Practical breadth assessment

The R definition is chemically diverse (aromatic, heteroaromatic, and several aliphatic and functionalized variants).
The claim does not read on other carbamoyl-activated amino acid variants where the leaving group or backbone differs from the defined D-N-carbamoyl-α-amino acid.
The claim is also structural-logic constrained: it requires the substrate to be the carbamoylated D-α-amino acid and the product to be the corresponding D-α-amino acid, consistent with an amidohydrolase de-carbamoylation mechanism.

What is the claimed biocatalytic step, and how much does “aqueous medium” matter?

Each claim requires:

Conversion occurs in aqueous medium.
Enzyme removes carbamoyl groups from D-N-carbamoyl-α-amino acids to give D-α-amino acids.
After conversion, D-α-amino acids are collected (no specific downstream purification method is claimed).

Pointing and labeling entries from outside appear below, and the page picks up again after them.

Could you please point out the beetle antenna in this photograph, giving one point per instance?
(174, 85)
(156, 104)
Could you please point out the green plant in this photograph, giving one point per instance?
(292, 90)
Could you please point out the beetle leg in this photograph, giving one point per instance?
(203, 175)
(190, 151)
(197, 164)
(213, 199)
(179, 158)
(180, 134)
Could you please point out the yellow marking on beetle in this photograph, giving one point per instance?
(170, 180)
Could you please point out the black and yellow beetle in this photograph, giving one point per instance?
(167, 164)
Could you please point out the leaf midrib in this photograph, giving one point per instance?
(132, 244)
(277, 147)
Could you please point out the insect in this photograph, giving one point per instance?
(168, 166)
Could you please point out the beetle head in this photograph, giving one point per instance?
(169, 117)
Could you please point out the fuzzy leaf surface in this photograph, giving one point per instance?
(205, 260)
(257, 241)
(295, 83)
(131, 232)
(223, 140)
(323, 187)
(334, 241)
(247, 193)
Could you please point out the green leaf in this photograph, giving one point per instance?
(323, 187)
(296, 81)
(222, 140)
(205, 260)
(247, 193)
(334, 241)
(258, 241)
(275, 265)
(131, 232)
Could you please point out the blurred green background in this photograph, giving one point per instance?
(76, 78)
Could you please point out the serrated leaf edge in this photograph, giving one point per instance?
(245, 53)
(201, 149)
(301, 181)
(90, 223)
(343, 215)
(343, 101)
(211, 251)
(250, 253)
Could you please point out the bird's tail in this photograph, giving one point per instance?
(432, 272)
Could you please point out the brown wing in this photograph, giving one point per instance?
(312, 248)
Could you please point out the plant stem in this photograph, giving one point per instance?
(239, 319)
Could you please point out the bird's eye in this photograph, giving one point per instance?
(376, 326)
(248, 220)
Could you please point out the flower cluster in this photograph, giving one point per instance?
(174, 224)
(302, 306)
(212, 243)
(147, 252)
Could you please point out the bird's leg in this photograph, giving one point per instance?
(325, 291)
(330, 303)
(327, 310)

Why “aqueous medium” is not likely the main battleground

Most industrial enzymatic steps for amino acid transformation occur in water-based systems. The more enforceable distinctions in this claim set are:

enzyme identity by genetic origin (plasmid-defined recombinant transformant or specific Pseudomonas strains),
and the substrate class.

“Aqueous medium” is therefore likely a low-discrimination element unless an accused process uses a substantially non-aqueous or biphasic system that still plausibly counts as “aqueous” (rare in this type of transformation).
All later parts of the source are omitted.